La legge approvata dalla Toscana sarà impugnata
Nelle stesse ore Luca Zaia, il grande sconfitto dal voto in Aula esattamente un anno fa, sulla proposta di legge per il fine vita promossa dal comitato Liberi Subito dichiarava: «Fine vita, serve una legge nazionale non si può più fingere! Su fine vita e temi etici non deve prevalere la casacca politica. La legge approvata dalla Toscana sarà impugnata, ma il punto è che non possiamo fare venti leggi regionali diverse, tutte a rischio». È uno Zaia che si prende la sua rivincita morale dato che anche Salvini, spesso su posizioni antitetiche, dal crocifisso brandito sul palco in giù, ora sembra aprire uno spiraglio tutt’altro che residuale sul tema. L’allineamento di una Lega che sembra tentata da un (parziale) ritorno alle origini, piglio laico incluso, vede schierato anche l’altro governatore di peso, il lombardo Attilio Fontana. Più freddo, invece, il presidente del Friuli Venezia Giulia (e della Conferenza delle Regioni) Massimiliano Fedriga: nella sua regione la legge non è stata approvata in nome della necessità – per molti un alibi – di una norma di rango nazionale.

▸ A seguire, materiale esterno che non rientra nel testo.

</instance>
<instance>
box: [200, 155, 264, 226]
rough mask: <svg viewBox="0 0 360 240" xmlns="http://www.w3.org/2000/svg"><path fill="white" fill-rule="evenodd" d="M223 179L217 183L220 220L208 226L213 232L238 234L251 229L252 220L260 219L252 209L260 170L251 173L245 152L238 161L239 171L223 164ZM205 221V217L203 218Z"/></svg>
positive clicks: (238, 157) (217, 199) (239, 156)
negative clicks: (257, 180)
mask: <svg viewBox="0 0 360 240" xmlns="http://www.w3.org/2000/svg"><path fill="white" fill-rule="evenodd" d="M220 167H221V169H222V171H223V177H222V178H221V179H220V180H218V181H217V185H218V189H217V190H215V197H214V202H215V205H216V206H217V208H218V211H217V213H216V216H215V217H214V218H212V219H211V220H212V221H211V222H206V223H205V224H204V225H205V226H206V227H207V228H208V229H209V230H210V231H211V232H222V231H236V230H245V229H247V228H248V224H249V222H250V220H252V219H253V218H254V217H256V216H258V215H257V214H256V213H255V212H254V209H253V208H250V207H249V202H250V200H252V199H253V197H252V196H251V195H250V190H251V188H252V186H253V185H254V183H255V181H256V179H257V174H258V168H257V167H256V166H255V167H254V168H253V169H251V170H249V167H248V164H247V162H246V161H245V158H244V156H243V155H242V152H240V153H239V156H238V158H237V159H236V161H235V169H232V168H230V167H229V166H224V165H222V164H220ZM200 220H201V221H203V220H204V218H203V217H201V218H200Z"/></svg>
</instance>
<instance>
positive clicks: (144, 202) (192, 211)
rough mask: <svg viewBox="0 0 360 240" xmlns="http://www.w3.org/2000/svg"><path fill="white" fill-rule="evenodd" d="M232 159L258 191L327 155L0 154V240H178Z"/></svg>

Il sondaggio social di Salvini
Il Veneto, ancora una volta, riaccende un dibattito destinato a durare a lungo. Marzio Favero, consigliere-filosofo della Liga, un anno fa votò no e lo rifarebbe. Quanto al sondaggio social di Salvini dice: «Perché si è inventata la democrazia rappresentativa? Perché temi seri non possono essere affrontati a livello di massa ma nemmeno da una ristretta élite, bensì dai rappresentanti del popolo. Il sondaggio può essere utile per farsi un’idea ma non può essere la bussola». Favero difende la via della sedazione profonda «perché a differenza del suicidio assistito così si accetta la morte, non la si decide. Con una legge esiste il rischio di aprire porte che poi si faticherebbero a chiudere. Ciò detto, ho il massimo rispetto per la posizione espressa dal comitato Liberi Subito ma anche per Zaia che è coerente: 30 anni fa ero il suo assessore alla Cultura e la sua posizione era già chiara». E poi c’è la scelta del presidente di procedere in autonomia con un regolamento (o una circolare) scavalcando il consiglio regionale ma, dice Favero, «il ruolo del consiglio è cambiato, lo vediamo approvando quasi soltanto iniziative di giunta. È finita l’epoca delle democrazie astratte e stiamo tornando allo Stato giurisdizionale in cui, dopo una mediazione fra corpi sociali, il vero attore politico è la giunta e non il consiglio. In questo contesto è difficile discernere il margine di discrezionalità di cui godono i presidenti».
Un regolamento per dare tempi certi ai pazienti
Fra chi ha votato convintamente contro la legge sul fine vita un anno fa c’è anche Roberto Ciambetti che del consiglio regionale è presidente. «Del sondaggio lanciato dal segretario Salvini, – penso sia nel solco della libertà di coscienza da sempre garantita in Lega su temi etici come questi». E a Zaia impegnato con un regolamento che dia tempi certi di risposta ai pazienti sul fine vita dice: «Lo comprendo benissimo perché deve dare risposte alle istanze che gli arrivano dalle persone che vivono questa situazione. Un altro conto è una legge che non sarebbe di competenza regionale. Se l’avessimo votata saremmo diventati un mezzo per tornare davanti alla Consulta da parte dell’associazione Coscioni. No, Zaia non sta scavalcando il consiglio. La legge era scritta male, tanto che la Toscana l’ha rimaneggiata. E, ripeto, una legge regionale, è cosa diversa. Quella Toscana verrà impugnata e con tutta probabilità soccomberà. Penso all’introduzione di parametri come residenza e il domicilio che rischiano, per dirne una, di innescare un triste “turismo sanitario”». Di certo, però, il tema del fine vita, anche con il «sondaggio» salviniano e le bordate poderose di Zaia, è tornato al centro del dibattito.